Satisfactory for general viewing.
GOD,
THE DEVIL AND BOB
GOD, THE DEVIL AND BOB
(NBC, Tuesdays): God finally gets a prime-time series, but don’t count
on it lasting all spring. Ironically, the premiere episode appeared
right after Friends and a Victoria’s Secret commercial, so
you know the neighborhood can use an upgrade. But it doesn’t really
matter: This cartoon series, created by Matt Carlson (Men Behaving
Badly), is the ultimate theological dumbing down.
Jim Garner gives some
of his laconic personality to the voice of the God character, who
is smart and laid-back (tee and jeans) but still the stereotypical
Old Man in white hair and trimmed beard.

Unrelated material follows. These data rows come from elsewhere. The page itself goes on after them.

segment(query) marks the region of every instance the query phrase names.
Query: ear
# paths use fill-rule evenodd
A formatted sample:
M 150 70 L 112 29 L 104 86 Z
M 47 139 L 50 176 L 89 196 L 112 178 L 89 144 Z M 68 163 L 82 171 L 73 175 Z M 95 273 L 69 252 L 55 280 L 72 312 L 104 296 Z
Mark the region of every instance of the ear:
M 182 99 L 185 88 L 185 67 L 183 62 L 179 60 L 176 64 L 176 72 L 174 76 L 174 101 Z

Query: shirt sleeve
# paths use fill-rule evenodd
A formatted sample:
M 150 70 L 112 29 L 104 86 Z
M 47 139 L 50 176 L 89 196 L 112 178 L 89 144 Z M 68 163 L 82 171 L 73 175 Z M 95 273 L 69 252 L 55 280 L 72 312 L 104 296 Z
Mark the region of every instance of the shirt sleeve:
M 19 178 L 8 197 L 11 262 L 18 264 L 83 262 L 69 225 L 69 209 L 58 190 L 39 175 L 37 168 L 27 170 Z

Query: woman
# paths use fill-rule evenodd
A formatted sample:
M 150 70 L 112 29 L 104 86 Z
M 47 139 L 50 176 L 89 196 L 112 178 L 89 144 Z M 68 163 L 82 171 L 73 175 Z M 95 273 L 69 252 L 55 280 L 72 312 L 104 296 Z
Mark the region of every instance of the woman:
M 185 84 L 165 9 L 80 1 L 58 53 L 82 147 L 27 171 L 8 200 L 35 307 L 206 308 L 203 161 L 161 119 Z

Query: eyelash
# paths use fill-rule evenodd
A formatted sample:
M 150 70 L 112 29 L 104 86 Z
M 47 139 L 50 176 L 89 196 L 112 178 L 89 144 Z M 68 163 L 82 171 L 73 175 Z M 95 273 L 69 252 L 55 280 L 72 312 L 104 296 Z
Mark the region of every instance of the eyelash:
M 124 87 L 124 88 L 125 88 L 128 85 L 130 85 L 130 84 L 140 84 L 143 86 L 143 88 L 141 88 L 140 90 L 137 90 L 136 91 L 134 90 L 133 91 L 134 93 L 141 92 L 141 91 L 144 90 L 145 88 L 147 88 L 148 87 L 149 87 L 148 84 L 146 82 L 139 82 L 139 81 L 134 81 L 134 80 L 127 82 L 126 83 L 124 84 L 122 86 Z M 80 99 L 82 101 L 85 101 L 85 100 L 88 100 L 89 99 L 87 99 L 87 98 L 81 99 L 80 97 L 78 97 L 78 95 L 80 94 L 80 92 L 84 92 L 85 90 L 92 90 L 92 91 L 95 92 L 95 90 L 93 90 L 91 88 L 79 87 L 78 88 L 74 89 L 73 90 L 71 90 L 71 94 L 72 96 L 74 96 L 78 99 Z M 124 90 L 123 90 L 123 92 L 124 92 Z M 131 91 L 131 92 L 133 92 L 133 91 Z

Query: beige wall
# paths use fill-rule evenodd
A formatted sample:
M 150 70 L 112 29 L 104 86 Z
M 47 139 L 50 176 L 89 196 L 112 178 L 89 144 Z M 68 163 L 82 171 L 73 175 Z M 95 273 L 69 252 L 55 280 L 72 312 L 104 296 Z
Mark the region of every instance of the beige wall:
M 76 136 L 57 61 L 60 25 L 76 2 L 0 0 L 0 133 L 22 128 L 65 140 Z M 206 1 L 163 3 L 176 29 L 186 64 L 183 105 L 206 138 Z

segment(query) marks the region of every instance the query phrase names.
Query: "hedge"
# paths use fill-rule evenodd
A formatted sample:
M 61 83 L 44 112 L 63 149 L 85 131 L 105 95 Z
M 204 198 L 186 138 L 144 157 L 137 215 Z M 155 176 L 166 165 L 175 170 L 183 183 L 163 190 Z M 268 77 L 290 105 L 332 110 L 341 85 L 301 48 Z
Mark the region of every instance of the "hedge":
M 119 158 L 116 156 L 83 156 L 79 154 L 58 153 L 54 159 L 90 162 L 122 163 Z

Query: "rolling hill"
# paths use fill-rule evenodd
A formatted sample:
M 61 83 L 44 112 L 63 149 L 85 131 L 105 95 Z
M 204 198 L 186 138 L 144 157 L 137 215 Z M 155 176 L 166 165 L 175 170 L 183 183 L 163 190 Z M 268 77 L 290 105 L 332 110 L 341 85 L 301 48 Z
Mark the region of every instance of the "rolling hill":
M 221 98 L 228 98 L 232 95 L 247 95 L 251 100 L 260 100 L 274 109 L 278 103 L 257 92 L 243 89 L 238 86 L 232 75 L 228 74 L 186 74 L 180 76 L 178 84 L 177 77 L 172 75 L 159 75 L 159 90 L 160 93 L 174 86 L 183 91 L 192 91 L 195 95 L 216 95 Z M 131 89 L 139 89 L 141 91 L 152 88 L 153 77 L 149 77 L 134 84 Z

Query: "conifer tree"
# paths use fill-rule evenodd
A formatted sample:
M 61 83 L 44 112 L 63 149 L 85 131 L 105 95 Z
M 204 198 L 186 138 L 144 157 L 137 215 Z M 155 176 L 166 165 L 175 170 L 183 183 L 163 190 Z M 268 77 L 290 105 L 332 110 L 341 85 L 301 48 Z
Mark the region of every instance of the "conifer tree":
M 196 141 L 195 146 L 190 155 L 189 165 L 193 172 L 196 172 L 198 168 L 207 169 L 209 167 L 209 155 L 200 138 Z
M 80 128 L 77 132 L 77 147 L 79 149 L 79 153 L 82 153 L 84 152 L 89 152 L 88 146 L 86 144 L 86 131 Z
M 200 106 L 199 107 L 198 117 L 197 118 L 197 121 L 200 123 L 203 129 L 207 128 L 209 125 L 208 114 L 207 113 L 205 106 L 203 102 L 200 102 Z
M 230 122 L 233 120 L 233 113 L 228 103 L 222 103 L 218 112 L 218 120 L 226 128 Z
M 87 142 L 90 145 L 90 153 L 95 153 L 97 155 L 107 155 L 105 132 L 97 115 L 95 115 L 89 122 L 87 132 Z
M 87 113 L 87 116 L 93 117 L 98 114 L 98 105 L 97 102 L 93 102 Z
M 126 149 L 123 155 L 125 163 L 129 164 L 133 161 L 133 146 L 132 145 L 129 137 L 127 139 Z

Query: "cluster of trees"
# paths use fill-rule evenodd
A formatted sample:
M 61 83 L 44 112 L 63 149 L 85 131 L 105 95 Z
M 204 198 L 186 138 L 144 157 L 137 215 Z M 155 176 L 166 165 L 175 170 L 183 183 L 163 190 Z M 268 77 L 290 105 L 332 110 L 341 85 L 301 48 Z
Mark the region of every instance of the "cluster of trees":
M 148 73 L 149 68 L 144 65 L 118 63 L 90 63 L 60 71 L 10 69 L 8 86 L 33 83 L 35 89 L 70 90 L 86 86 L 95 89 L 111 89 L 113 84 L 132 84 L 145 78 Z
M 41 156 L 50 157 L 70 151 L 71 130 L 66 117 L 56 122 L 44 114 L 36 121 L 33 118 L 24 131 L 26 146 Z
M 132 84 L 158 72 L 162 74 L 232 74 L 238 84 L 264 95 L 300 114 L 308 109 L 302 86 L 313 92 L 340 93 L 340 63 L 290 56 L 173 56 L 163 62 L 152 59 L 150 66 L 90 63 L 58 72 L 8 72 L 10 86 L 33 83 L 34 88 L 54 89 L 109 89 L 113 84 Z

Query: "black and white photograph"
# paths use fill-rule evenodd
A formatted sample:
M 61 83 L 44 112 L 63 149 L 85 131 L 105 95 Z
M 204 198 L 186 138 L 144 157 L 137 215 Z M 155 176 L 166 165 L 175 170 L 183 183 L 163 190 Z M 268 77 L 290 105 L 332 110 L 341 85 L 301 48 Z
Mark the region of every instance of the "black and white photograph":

The premise is that God is
fed up and thinking about “chucking the whole thing and starting over...unless
just one soul could show they’re worth saving.”
Bob (French Stewart)
is the test case, a Detroit auto-worker suburban guy with a sitcom
family of feisty wife and two obnoxious kids. His first question is,
“What’s in it for me?” The devil (voiced by Alan Cumming, not too
surprisingly as a cultured Englishman) tries to make things contentious
but has as much luck as Wile E. Coyote trying to catch the Roadrunner.
The moral messages are
not complex. Be nice. Pay some attention to your family. (Bob gives
one episode a happy ending just by talking to his teenage daughter
about menstruation.)
Here’s a test for this
kind of TV spirituality: Is it better than no such program? Is it
better than angel shows? Is it better than Nothing Sacred?
Since we can’t get the real God on TV, we have to settle for approximations.
But despite some nice sitcom zingers (the devil brags he founded the
Harvard Business School), this series doesn’t have a pulse. But maybe
it’s a time bomb, waiting to lure its audience and then zap them with
transcendent thoughts. Not especially recommended.